Литмир - Электронная Библиотека

Итак, Вовка Струков не сошел на берег с первой группой. Не захотел. Решал проблему. Отправился на бак, где привалился животом к фальшборту, грудью лег на планширь, а руки свесил наружу. Нелепая поза? На взгляд со стороны, а ему — в самый раз. Смотрел Вовка не на город, прилепившийся к основанию Скалы, точно мидия к камню, смотрел вниз. Разглядывал, не ощущая толщи воды, якорь «Каскада», жирующую рыбу, — спинки кефали почти сливались с травой, — и думал о том, как он истратит завтра валюту. Двенадцать фунтов — хорошая сумма. Сожители по каюте уже рассчитали ее до пенса. Купят на свою то и то. У Вовки томление: как поступить? Ведь отступать нельзя: вчера его подняли на смех за то, что пообещал Яроцкому целый фунт за краба величиной с чайное блюдце. Даже ракушки завалящей не попросил в придачу! Верно, краб невелик, но зато каков? Красавец! Настоящий красавец. Один панцирь чего стоит: какие краски, какие оттенки!.. А Струкова высмеяли. Дескать, с катушек слетел парень, дескать, с такими, как ты, Вовка, нельзя работать вместе, с такими, как ты, Струков, что сажей торговать: испачкаешься и ни черта не заработаешь.
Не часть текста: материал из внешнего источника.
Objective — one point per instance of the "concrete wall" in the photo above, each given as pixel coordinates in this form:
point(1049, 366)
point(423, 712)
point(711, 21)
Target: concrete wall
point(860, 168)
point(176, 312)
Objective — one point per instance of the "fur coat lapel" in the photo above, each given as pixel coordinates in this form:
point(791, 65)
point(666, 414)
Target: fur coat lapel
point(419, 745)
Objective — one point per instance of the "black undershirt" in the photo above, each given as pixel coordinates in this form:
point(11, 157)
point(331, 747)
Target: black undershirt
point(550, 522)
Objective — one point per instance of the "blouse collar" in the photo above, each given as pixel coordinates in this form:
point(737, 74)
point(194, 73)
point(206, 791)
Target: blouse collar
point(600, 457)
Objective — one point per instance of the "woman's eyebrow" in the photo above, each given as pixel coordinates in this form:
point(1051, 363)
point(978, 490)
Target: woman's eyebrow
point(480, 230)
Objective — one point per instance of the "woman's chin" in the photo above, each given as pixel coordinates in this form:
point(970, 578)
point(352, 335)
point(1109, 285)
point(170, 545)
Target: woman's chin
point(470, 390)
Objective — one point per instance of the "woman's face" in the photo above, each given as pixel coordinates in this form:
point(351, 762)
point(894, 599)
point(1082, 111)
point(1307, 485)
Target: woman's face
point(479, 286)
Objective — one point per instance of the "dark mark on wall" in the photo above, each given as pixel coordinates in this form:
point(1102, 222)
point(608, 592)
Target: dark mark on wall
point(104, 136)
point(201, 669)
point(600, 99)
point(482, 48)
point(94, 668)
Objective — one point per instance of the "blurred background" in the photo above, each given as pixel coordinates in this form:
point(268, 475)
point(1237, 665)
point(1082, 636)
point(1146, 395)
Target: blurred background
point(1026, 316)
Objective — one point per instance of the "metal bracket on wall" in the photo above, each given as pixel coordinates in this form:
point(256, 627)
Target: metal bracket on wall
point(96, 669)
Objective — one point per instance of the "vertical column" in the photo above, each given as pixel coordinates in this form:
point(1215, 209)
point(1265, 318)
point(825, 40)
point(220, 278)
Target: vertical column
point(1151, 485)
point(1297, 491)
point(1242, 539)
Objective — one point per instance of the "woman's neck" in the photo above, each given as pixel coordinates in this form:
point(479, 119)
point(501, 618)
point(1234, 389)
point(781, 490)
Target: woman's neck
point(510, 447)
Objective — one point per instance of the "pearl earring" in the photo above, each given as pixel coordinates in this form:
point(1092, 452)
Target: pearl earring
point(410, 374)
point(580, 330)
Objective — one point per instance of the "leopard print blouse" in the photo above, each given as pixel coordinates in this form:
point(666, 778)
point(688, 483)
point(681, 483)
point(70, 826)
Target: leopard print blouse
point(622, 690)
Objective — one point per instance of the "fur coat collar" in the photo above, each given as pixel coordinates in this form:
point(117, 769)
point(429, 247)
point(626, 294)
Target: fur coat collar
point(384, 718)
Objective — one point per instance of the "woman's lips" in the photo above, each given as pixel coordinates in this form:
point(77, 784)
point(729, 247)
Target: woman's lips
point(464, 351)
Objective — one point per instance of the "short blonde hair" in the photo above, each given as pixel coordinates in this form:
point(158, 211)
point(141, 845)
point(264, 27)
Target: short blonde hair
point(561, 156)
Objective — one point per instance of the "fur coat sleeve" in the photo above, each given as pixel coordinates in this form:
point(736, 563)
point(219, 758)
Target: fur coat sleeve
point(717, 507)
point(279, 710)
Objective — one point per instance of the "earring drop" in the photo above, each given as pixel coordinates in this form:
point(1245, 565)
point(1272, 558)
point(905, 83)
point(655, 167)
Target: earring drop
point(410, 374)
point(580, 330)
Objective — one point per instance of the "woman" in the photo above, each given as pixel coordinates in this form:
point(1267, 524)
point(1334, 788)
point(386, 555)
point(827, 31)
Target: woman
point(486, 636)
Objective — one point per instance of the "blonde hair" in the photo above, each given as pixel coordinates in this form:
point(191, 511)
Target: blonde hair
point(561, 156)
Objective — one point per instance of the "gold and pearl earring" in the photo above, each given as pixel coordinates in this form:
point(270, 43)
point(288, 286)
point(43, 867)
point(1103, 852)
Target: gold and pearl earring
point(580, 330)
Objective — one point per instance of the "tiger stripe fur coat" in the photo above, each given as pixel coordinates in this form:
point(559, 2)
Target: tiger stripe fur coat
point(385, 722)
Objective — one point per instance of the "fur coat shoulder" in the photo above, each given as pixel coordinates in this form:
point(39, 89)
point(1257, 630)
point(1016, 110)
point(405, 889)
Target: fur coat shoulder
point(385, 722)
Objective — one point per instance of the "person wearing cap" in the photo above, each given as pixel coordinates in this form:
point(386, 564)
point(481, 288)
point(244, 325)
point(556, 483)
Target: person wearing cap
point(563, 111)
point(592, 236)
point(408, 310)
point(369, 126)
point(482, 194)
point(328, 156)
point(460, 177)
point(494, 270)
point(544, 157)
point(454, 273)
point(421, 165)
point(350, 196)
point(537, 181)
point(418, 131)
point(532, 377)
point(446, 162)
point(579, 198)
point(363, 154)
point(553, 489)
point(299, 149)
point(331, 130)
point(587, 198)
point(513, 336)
Больше того, спустишь все, что имеешь. Обозлился Вовка, послал всех куда подальше и сделал «заявление для прессы». Так, мол, и так, господа морские офи… купезы, вы — так, и я — так, по-своему. То есть, не по-своему, а как положено сделаю. Мы не торговые моряки, мы — рыбаки, валюта нам дается на культурное времяпрепровождение в загранпорту. Чтобы показать обличье советского моряка, его запросы. В ответ услышал: гы-гы-гы! Нет, Вовка, точно ты с ума съехал! Двенадцать фунтов — на курлы-мурлы?! Не на «курлы-мурлы» — на дело. Модель «Катти Сарк» куплю. Видел в прошлом году. Книжку про корабли. Цветную, в картинках. Если, конечно, книжку не распродали, и она все еще «ждет» его в магазине. Ему сказали: «Слабо!» Он ответил: «А вот увидите!» И теперь думал.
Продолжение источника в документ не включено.